The provincial government met with Richmond-based Catalyst Paper and community stakeholders from across the province on Thursday, to brainstorm protections against U.S. duties on the company’s exports.
"These duties are unfair, especially to the people, families and communities who make their livelihood in this industry," said Premier John Horgan in a press release. "We're listening to our industry partners, community stakeholders, and working alongside our federal colleagues to support the forestry and newsprint industry and do everything we can to ease the impact of these duties."
Horgan invited Green Party leader Andrew Weaver, opposition leader Andrew Wilkinson, representatives from Catalyst, MLAs, mayors and union representatives to join in the discussion.

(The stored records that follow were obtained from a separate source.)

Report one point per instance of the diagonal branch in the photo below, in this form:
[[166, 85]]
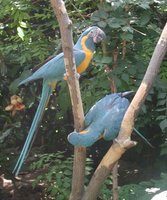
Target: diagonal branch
[[123, 140], [73, 84]]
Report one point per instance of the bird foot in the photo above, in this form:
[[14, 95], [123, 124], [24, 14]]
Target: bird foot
[[126, 143], [77, 75]]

The roundtable was the latest initiative to overturn the tariff, following two teleconference consultations with federal officials in Ottawa and at Canada's embassy in Washington.

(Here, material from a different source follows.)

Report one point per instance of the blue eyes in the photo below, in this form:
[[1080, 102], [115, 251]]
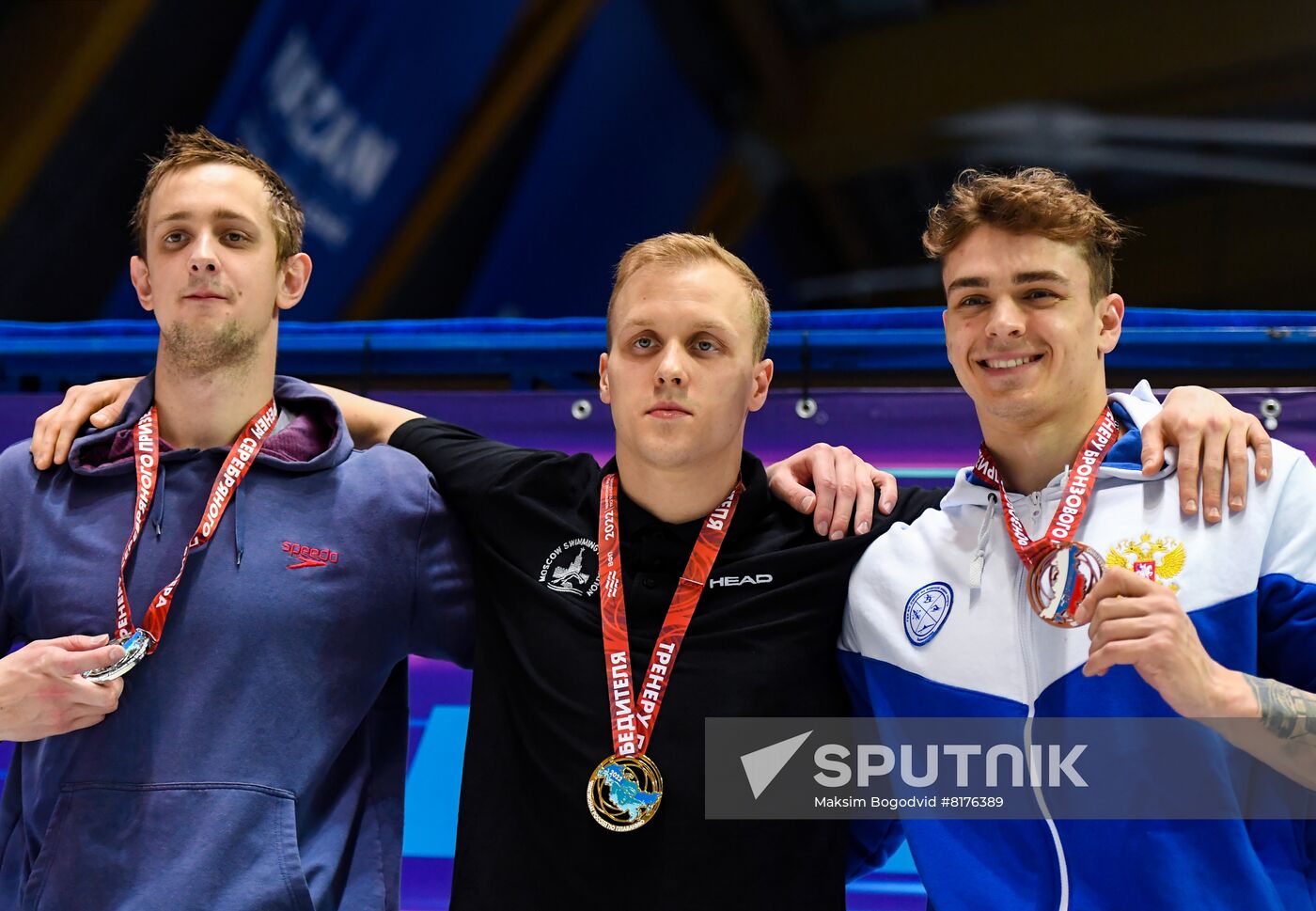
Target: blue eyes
[[648, 344]]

"I want these workers, their families, and their communities to know we are standing shoulder to shoulder, fighting for their jobs and their livelihoods," said Bruce Ralston, minister of jobs, trade and technology.

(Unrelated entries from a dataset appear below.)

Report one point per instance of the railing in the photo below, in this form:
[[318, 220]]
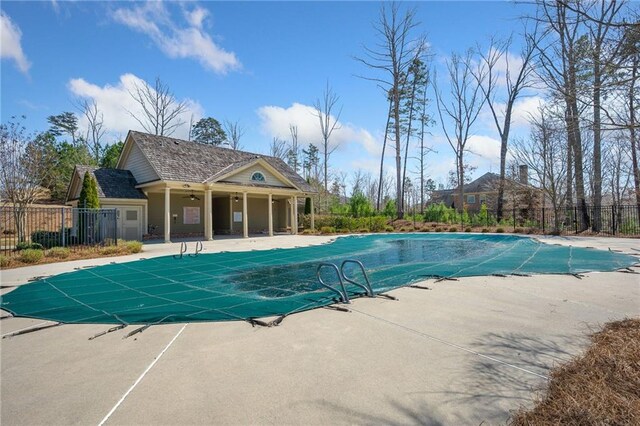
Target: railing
[[56, 227]]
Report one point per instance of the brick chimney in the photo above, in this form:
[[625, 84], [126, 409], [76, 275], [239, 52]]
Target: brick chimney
[[523, 174]]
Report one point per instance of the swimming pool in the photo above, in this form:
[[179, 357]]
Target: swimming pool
[[243, 285]]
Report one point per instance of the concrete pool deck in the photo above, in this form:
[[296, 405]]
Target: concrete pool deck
[[463, 352]]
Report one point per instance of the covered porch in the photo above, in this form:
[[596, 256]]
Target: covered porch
[[185, 210]]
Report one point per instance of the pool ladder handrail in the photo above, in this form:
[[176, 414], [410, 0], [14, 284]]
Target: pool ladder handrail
[[344, 297], [367, 286]]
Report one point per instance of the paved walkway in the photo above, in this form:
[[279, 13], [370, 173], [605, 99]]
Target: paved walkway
[[463, 352]]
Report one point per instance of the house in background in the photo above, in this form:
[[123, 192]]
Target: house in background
[[168, 186], [484, 190]]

"Catalyst Paper supports thousands of jobs on B.C.'s coast, and that's why we need to work closely with all of our partners, including the federal government to ensure this issue remains a priority."
In March, the U.S. Department of Commerce imposed an anti-dumping duty of 22.16 per cent on Catalyst Paper’s newsprint exports to the U.S.
Catalyst Paper is B.C.’s only producer of newsprint and has mills in Croft, Port Alberni and Powell River.